The U.S. provides Iraq with hundreds of millions of dollars in assistance each year, with some of those funds earmarked for local security forces and counterterrorism operations. It is unclear whether any of those contributions go toward government payrolls, the paper noted.

The Iraqi and U.S. governments have mounted a joint campaign to cut off the group’s revenue sources, including targeting oil fields it has commandeered.

U.S. officials face two bad options, according to the report: If they intervene and try to direct the Iraqi government to stop paying certain employees so as to prevent Islamic State from stealing a portion of the money, they could prevent hundreds of thousands of innocent Iraqis in Mosul from receiving any pay and potentially trigger a humanitarian crisis. But if they don’t intervene, Islamic State could use the revenue to buy weapons and fortify the city against the expected siege by the U.S. and Iraqi militaries this spring.

“No decision has been made one way or another as to how the U.S. should engage on [the seized funds],” a senior administration official told the Journal. “This is something we are concerned about and continue to look into, but this is a matter that the Iraqi government ultimately controls.”

Money couriers leave places like Mosul and go to Kurdistan or other areas to collect government payments for a large group of Iraqi employees who work in such Islamic State-controlled areas, U.S. officials told the Journal.

The courier system is necessary because the Iraqi government has banned money transfers to banks inside Islamic State-controlled territory.

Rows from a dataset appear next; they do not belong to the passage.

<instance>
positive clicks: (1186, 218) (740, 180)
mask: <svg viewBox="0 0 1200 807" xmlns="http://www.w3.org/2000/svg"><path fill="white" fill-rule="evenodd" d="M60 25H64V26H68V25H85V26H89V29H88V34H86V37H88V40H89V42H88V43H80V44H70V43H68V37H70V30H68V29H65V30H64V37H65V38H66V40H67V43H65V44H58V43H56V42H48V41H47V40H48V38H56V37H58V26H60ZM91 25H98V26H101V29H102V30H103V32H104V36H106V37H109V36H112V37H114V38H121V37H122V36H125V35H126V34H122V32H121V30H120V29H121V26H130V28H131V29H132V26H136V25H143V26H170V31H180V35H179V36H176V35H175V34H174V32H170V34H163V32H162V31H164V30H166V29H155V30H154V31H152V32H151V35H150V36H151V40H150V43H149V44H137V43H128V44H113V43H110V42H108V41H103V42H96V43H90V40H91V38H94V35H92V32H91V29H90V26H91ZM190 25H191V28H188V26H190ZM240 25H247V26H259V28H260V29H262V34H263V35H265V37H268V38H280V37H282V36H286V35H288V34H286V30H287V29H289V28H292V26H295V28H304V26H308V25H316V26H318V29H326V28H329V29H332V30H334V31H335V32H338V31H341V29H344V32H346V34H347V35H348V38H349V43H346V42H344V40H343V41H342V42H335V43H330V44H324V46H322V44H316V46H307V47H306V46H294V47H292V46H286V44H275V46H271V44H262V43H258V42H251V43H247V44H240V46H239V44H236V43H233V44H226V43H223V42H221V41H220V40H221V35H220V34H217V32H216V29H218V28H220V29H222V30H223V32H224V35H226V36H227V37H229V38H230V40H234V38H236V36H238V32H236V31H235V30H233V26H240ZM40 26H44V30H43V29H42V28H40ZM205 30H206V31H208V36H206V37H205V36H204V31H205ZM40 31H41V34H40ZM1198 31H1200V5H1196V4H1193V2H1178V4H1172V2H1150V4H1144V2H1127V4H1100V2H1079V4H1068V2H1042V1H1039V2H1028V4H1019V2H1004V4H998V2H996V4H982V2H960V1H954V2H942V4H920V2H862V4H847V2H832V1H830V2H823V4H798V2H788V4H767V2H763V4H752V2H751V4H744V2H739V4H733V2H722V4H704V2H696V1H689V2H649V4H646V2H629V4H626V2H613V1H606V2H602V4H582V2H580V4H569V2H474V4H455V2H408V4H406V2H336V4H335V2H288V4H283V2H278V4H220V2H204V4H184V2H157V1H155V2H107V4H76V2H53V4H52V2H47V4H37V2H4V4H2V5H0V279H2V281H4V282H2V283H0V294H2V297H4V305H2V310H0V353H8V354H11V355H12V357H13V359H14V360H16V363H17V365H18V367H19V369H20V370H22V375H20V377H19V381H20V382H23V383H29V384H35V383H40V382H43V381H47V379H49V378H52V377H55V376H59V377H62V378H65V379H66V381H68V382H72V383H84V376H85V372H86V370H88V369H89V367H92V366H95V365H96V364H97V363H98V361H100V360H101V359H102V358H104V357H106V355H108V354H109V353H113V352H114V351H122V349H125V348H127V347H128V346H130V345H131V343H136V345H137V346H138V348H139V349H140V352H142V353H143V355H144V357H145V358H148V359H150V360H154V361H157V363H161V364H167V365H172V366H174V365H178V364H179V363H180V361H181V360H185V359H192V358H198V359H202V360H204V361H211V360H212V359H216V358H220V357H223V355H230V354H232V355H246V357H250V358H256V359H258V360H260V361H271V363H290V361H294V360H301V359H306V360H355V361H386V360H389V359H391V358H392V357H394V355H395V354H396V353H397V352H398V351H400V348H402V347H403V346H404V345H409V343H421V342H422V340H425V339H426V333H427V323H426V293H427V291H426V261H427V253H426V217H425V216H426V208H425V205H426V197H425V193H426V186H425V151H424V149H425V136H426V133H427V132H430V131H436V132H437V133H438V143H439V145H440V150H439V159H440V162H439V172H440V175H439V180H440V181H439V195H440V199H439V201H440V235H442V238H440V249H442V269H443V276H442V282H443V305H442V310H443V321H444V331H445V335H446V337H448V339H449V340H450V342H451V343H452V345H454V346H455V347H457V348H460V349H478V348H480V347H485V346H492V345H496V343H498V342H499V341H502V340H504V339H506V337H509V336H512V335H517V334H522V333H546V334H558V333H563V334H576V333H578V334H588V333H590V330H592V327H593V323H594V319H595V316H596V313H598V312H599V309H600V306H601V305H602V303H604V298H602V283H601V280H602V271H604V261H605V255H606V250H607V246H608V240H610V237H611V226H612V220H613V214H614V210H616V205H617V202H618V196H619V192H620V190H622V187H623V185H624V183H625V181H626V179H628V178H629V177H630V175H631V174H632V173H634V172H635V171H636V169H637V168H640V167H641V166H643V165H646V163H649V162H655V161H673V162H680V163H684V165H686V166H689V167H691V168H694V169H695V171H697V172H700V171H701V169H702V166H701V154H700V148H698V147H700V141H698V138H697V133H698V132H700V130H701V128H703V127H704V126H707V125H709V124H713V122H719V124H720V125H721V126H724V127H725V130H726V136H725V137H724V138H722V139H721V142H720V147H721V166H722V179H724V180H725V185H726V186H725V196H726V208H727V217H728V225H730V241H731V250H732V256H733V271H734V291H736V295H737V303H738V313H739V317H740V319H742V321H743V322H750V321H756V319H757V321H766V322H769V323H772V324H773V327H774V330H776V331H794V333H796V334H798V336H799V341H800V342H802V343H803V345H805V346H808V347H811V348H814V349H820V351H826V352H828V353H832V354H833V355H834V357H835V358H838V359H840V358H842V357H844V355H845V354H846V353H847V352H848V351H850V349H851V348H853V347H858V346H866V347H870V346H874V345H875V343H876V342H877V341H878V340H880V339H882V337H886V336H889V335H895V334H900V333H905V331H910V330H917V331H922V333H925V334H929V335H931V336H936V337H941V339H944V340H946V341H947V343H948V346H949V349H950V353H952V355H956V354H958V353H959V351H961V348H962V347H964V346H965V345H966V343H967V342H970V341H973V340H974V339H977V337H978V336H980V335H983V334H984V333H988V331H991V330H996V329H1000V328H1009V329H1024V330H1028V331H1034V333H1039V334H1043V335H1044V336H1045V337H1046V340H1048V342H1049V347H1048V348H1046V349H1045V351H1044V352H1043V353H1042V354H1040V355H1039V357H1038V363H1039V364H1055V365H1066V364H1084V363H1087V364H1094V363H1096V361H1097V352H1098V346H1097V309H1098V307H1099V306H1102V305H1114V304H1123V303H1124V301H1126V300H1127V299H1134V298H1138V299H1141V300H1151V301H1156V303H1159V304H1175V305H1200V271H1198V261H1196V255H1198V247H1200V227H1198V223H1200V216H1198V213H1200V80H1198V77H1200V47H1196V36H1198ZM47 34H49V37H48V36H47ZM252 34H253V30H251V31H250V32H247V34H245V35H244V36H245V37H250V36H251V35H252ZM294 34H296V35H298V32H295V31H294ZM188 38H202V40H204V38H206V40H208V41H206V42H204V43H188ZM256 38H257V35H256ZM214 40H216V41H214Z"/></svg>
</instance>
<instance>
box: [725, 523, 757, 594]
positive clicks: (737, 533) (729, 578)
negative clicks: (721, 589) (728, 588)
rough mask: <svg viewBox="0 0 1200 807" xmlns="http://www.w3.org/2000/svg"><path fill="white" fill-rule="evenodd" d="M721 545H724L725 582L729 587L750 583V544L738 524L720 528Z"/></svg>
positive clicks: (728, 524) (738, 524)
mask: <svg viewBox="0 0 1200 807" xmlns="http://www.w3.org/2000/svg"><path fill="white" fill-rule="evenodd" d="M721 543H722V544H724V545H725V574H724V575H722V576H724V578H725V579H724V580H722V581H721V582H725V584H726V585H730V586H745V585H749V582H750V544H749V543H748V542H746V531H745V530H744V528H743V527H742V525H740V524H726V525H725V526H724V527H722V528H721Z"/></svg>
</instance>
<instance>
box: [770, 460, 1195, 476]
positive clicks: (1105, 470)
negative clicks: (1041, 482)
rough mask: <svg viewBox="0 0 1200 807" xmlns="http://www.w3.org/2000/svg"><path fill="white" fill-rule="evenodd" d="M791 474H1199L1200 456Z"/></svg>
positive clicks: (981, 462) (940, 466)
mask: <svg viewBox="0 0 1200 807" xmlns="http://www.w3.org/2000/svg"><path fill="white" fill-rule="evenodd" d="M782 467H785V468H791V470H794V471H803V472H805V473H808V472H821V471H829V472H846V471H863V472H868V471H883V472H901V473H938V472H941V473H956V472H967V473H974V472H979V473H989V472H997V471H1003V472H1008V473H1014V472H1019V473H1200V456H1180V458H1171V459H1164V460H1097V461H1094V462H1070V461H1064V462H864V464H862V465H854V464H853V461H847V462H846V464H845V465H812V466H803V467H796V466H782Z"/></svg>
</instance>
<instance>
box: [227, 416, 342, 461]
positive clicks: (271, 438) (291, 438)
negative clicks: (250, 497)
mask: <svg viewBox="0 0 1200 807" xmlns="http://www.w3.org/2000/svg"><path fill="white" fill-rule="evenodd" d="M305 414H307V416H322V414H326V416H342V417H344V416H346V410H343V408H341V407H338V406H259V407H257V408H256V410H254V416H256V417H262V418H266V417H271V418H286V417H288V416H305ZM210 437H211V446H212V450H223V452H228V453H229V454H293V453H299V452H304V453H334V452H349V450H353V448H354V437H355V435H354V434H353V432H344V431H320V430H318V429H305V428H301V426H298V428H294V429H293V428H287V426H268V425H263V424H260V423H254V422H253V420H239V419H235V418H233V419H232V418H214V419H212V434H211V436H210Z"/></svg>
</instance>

Before Islamic State seized Mosul in June, the city had roughly 2 million people; just half are believed to remain, according to the report. A large number of Mosul residents work in government jobs, including hospitals, schools and state-owned banks.

Islamic State militants ordered many people to continue going to work to prevent the economy from collapsing.

Iraqi officials told officials with the International Monetary Fund at a recent meeting that they were aware Islamic State was skimming funds, but had little choice but to keep paying government employees.

“The general consensus [in the Obama administration] was people can’t starve,” another senior administration official told the Journal. “If people don’t get paid, they won’t be able to buy food and it will be even worse. The alternative is a lot worse.”